Published in Gowda, C.H., & Viswanathan, R. (1995). Robustness of decentralized tests with ε-contamination prior. IEEE Transactions on Information Theory, 41(4), 1164 - 1169. doi: 10.1109/18.391263 ©1995 IEEE. Personal use of this material is permitted. However, permission to reprint/republish this material for advertising or promotional purposes or for creating new collective works for resale or redistribution to servers or lists, or to reuse any copyrighted component of this work in other works must be obtained from the IEEE. This material is presented to ensure timely dissemination of scholarly and technical work. Copyright and all rights therein are retained by authors or by other copyright holders. All persons copying this information are expected to adhere to the terms and constraints invoked by each author's copyright. In most cases, these works may not be reposted without the explicit permission of the copyright holder.
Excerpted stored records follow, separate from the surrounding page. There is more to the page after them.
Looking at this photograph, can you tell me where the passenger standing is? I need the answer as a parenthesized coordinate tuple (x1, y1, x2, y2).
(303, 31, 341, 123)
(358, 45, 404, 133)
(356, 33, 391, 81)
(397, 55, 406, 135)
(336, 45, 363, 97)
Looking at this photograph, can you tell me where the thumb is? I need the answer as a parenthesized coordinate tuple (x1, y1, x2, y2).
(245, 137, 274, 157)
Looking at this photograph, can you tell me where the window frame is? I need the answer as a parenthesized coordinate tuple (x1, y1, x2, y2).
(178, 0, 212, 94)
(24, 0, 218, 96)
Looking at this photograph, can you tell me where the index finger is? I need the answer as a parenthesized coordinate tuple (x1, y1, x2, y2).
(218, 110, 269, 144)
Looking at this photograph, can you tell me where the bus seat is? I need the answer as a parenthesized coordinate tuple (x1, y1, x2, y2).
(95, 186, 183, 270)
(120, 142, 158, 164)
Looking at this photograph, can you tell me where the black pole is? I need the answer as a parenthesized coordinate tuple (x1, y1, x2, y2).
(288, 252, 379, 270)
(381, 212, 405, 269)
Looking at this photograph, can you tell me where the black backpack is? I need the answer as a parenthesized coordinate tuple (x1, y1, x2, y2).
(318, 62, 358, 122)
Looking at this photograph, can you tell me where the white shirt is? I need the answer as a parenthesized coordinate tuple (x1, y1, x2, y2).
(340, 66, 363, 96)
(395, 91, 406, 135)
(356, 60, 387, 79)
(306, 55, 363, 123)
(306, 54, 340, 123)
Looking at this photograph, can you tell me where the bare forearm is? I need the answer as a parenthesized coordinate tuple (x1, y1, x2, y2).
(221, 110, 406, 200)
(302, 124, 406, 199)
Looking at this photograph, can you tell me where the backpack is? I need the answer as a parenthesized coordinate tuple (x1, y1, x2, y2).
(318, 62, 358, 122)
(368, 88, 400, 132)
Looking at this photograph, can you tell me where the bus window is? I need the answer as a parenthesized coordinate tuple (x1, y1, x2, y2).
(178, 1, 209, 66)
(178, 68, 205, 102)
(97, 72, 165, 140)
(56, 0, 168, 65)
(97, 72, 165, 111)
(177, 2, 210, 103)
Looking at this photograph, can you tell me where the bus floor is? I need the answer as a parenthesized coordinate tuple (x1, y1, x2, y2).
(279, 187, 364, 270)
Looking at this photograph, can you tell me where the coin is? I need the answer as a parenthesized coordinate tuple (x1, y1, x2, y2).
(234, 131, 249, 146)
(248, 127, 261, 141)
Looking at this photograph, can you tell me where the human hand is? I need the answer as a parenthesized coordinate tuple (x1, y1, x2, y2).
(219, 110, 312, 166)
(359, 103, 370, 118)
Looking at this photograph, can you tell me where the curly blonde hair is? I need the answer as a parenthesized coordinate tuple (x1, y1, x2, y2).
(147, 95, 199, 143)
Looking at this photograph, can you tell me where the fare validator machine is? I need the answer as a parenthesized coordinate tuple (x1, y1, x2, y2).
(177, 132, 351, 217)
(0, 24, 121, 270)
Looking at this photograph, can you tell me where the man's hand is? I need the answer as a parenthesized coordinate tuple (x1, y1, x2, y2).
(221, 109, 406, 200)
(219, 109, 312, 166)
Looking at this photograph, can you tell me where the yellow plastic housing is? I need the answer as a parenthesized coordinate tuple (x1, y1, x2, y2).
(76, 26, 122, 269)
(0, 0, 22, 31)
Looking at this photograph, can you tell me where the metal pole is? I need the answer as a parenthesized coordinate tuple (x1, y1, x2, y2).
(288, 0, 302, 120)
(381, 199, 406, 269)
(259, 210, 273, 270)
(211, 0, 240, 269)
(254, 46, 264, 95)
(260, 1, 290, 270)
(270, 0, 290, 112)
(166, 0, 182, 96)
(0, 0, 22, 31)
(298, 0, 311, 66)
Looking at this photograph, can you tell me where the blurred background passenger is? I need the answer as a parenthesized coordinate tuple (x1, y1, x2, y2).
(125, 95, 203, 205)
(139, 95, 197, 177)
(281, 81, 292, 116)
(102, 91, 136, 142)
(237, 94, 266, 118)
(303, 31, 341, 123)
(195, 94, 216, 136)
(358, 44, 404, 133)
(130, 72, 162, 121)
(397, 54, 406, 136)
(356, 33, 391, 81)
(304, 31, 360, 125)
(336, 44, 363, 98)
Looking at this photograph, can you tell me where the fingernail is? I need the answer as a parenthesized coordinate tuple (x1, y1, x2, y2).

We consider a decentralized detection problem where the prior density is not completely known, but is assumed to belong to an ε-contamination class. The expressions for the infimum and the supremum of the posterior probability that the parameter under question is in a given region, as the prior varies over the ε-contamination class, are derived. Numerical results are obtained for a specific case of an exponentially distributed observation and an exponentially distributed nominal prior. Asymptotic (as number of sensors tends to a large value) results are also obtained. The results illustrate the degree of robustness achieved with quantized observations as compared to unquantized observations.